A full 88 percent of respondents favored requiring background checks at gun shows, a current loophole that allows people to buy guns without a check, while just 11 percent were against the idea. Respondents also favored background checks for buying fun ammunition 76 percent to 22 percent.
Overall, 52 percent said the Newtown shootings made them more supportive of gun laws while just 5 percent said they were now less likely to support new laws. Fifty-five percent said they would support a law that put an armed guard in every school, however.
The poll showed 55 percent support an assault weapons ban, while 54 percent favor a prohibition on high-capacity clips. Support is even wider for other proposals, such as background checks for private and gun show sales (85 percent), a federal database to track gun sales (67 percent) and a ban on semi-automatic weapons (58 percent).

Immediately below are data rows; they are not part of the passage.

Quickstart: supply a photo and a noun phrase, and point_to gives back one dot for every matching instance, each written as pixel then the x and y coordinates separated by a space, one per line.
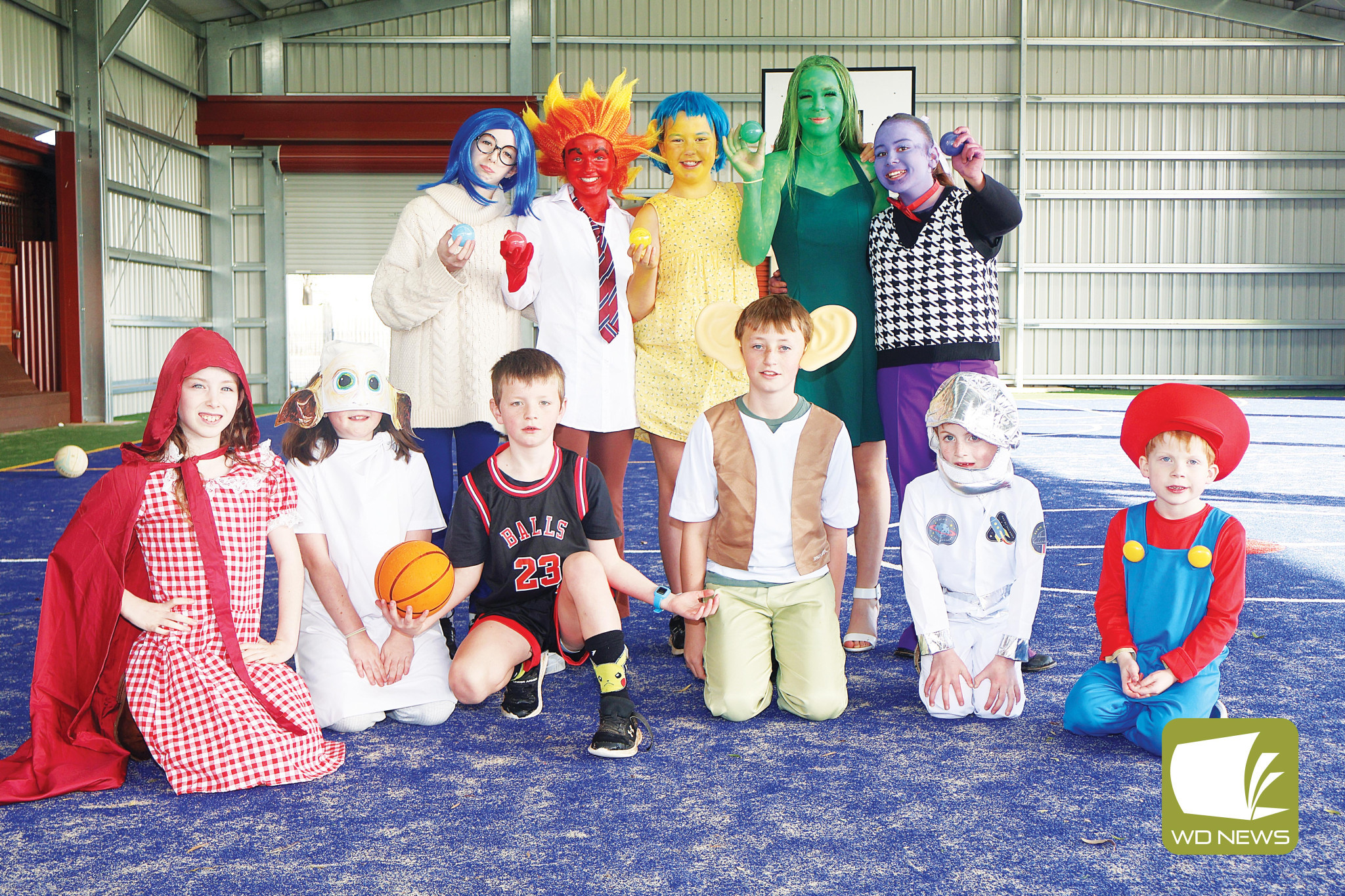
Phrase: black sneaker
pixel 619 730
pixel 1040 661
pixel 677 636
pixel 450 634
pixel 523 694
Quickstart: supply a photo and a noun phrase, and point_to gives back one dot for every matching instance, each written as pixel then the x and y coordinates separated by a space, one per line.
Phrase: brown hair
pixel 318 444
pixel 1184 440
pixel 940 177
pixel 234 438
pixel 779 313
pixel 526 366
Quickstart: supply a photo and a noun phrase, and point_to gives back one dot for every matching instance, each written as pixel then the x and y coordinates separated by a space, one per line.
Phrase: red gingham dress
pixel 198 719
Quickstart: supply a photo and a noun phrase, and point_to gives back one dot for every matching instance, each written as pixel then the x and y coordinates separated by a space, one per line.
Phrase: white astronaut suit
pixel 973 544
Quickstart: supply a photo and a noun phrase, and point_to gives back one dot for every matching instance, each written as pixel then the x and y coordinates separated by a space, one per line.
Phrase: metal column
pixel 521 47
pixel 87 110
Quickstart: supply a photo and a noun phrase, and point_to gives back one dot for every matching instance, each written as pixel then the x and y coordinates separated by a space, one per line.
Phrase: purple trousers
pixel 904 395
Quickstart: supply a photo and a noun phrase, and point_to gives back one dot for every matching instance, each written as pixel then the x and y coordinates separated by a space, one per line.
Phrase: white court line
pixel 1247 507
pixel 1248 599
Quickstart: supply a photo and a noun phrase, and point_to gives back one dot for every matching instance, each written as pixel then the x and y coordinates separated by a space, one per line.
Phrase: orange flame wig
pixel 606 117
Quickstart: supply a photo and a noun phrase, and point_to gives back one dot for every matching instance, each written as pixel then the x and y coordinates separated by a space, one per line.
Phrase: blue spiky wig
pixel 523 183
pixel 692 104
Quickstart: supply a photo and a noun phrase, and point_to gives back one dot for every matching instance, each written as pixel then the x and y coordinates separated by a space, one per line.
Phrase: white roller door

But Pew also showed strong support for a proposal from the National Rifle Association that drew the ire of many gun control advocates. According to Monday’s poll, 64 percent of Americans support putting armed officers in schools — a sharp contrast to the findings of a survey last week from Democratic-leaning Public Policy Polling.
Meanwhile, Harry Reid pretty much spells out what most people already know, namely that the House Republicans are ready to kill any bill, no matter public support for it:
The Democratically-controlled U.S. Senate will not be a free-for-all of new gun regulations following the shooting at Sandy Hook, according to Majority Leader Harry Reid. Instead, Senators will focus on passing legislation that can move through the Republican-controlled House, Reid said.
That could spell doom for an assault weapons ban. Speaking on Nevada Week In Review, a news show on the PBS affiliate in Las Vegas, Reid said there’s no real chance of a new ban passing the House.
‘Is it something that can pass the Senate? Maybe. Is it something that can pass the House? I doubt it,’ he said in video of the program provided to TPM by Vegas PBS. ‘So I think there are things that we know we can do.’
Sen. Reid, if you’re going to focus only on legislation that can pass the House, then you might as well go on vacation for the next two years.